Identification of the Novel β-Lactamase OXA-1045 and Genetic Environment of blaOXA–1045

Previously, two β-lactamase genes located on the chromosome were identified by WGS. One gene encoding an ADC-25-like cephalosporinase and another gene encoding a novel OXA variant were determined to have an 89% aa identity (243/273 aa) and 100% coverage (273/273 aa) compared to OXA-213. The aa sequences of OXA enzymes are quite diverse, and a cutoff of 73.1% of aa identity has recently been proposed as a criterion for dividing OXA subfamilies (Yoon and Jeong, 2021). Therefore, the novel OXA variant belonged to the OXA-213-like subfamily. The Pathogen Detection group at GenBank’s National Center for Biotechnology Information has awarded it the number OXA-1045 (accession no. OL790815) (Evans and Amyes, 2014; Yoon and Jeong, 2021). Sequence alignment of OXA-1045 with OXA-213 revealed 30 aa changes and the secondary structure of OXA-1045 contained nine α helixes and six β sheets (Figure 2). Acinetobacter isolates have shown complex interactions with multiple mechanisms of resistance to carbapenems, and the production of naturally occurring OXAs has been the most frequently observed. The predominance of OXAs (OXA-23, OXA-24 or –40, OXA-51, OXA-58, and OXA-143) is the major reason for phenotypic resistance to carbapenems, which have been detected in many parts of the world (Adams-Haduch et al., 2011; Principe et al., 2014; Kamolvit et al., 2015; Labarca et al., 2016). Among these carbapenem-hydrolyzing OXA-type lactamases, blaOXA–23 is regarded as an intrinsic gene of Acinetobacter radioresistens, OXA-51 is intrinsic to A. baumannii and the OXA-134 variant is intrinsic to Acinetobacter schindleri and A. lwoffii (Poirel et al., 2008; Turton et al., 2012; Périchon et al., 2014). OXA-213-like enzymes have been identified to be intrinsic to A. calcoaceticus and have been subsequently detected in A. pittii (Figueiredo et al., 2012; Tietgen et al., 2021). Phylogenetic analysis of OXA-213-like proteins identified two distinct subgroups within the OXA family. The first group was linked to A. pittii and the second group to A. calcoaceticus (Supplementary Figure 1).

FIGURE 2

(A) Clustal Omega and ESPript 3.0 were used to align the amino acid sequences of OXA-822 and OXA-213. Residues that have been conserved are highlighted in boxes. (B) Secondary structure of OXA-1045. The secondary structure was predicted using the neural network-based web service JPred4 with the default settings. Secondary structure elements, α helixes, β sheets.

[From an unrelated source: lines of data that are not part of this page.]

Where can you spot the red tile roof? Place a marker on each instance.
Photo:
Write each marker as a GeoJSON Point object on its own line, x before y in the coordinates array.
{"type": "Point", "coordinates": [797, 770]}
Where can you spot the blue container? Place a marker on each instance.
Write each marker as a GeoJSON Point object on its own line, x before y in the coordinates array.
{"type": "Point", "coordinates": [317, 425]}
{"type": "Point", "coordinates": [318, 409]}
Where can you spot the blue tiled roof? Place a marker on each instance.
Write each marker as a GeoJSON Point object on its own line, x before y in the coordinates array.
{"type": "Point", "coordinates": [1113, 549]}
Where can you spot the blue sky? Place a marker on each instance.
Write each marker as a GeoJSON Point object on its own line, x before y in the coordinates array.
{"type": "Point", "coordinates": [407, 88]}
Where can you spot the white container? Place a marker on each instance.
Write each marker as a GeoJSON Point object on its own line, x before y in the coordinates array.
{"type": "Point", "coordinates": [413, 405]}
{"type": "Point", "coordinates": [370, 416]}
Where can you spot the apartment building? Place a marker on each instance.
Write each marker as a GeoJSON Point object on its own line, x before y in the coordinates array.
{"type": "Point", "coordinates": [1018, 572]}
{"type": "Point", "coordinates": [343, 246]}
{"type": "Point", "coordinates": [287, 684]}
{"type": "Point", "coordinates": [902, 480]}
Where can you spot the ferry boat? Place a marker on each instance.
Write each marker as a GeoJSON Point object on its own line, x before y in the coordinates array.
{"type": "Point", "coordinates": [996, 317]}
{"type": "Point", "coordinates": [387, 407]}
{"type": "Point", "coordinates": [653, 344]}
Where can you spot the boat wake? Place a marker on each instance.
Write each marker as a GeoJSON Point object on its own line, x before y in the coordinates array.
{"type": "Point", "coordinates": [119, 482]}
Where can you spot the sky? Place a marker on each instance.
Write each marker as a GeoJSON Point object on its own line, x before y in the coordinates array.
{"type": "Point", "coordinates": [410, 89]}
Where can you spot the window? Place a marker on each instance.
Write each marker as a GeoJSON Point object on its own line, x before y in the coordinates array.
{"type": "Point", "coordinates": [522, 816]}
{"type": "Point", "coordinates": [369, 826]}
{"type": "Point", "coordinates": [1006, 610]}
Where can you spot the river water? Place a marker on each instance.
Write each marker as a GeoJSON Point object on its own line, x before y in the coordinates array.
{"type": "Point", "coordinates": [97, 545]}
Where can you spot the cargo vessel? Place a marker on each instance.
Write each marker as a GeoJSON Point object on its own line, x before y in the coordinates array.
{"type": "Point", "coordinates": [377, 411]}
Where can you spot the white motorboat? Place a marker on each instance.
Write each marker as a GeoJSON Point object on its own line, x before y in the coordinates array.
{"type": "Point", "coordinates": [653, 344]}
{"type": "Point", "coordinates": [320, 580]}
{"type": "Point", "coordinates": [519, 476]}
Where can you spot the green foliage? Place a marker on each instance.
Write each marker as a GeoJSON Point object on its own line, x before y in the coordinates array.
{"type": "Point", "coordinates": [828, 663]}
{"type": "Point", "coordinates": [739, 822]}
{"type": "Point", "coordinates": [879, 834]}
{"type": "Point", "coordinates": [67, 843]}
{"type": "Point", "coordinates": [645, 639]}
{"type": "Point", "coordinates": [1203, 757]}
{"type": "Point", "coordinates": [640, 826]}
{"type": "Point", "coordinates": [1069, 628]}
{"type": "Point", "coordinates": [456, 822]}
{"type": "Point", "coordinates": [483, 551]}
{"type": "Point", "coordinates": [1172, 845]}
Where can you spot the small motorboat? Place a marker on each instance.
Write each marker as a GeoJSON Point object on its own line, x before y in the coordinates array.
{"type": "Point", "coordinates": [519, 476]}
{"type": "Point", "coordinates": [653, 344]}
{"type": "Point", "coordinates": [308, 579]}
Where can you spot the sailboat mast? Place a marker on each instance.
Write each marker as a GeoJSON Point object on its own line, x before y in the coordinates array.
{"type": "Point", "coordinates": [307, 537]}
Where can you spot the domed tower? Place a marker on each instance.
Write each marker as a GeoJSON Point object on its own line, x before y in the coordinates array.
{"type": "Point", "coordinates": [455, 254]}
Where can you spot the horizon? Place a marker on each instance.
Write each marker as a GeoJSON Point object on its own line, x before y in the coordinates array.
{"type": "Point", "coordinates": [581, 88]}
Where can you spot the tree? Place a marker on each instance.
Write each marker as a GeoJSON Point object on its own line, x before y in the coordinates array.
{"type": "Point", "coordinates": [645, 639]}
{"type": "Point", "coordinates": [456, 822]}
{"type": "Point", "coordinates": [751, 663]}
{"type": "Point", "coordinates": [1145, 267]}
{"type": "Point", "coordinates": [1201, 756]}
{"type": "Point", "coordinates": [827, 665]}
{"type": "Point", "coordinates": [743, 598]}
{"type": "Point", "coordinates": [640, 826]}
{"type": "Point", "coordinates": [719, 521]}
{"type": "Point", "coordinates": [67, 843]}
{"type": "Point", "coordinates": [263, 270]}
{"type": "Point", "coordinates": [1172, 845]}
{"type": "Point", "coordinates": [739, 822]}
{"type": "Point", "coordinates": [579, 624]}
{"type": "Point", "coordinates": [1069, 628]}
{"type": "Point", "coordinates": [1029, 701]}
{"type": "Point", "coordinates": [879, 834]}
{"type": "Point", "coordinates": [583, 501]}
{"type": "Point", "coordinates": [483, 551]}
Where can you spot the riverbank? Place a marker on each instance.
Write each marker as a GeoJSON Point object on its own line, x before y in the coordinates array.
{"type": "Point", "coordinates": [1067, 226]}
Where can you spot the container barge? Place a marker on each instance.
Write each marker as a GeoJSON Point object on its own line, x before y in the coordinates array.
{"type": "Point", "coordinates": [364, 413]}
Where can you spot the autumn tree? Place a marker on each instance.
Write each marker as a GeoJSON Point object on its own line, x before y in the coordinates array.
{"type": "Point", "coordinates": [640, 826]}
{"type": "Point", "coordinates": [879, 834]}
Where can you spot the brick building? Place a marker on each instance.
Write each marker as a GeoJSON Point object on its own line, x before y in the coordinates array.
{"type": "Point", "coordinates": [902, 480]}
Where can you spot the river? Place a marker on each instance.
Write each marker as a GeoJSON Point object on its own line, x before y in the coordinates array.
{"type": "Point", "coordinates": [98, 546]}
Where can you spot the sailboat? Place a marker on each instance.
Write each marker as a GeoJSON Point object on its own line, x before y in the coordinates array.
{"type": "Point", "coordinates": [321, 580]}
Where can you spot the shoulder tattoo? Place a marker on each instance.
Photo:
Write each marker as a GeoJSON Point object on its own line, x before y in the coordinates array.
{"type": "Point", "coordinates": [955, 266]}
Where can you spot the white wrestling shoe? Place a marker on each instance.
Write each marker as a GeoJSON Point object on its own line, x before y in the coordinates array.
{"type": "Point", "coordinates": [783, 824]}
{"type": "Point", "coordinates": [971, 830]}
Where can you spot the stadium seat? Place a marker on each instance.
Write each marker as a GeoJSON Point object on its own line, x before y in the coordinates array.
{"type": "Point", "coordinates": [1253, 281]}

The genetic environment of blaOXA–1045 from the AP2044 strain is shown in Figure 1C. The fxsA gene, which is situated upstream of the bla gene, encoded the cytoplasmatic membrane protein. A potential redox protein-coding gene osmC-like, a transketolase protein-coding gene tkt, and an S adenosylmethionine synthase-coding gene metK were positioned upstream of fxsA. All blaOXA–1045 downstream genes were yncA, ruvC, nnrD, and queG, which encoded the N-acetyltransferase family protein, crossover junction endodeoxyribonuclease, bifunctional NAD(P) H-hydrate repair enzyme, and epoxyqueuosine reductase, respectively. The genetic context of blaOXA–1045 showed the closest similarity with that of blaOXA–417 in a BLAST search, which was naturally found on the chromosome of A. pittii and belonged to the blaOXA–213– family. In addition, there was no mobile element found in the surrounding region of blaOXA–1045. The above findings implied that the initial location of blaOXA–1045 was in the chromosome. The presence of an IS upstream of the gene, which acted as a powerful promoter, can boost the production of OXAs (Turton et al., 2006). Hence, there was no evidence of OXA-1045 overproduction.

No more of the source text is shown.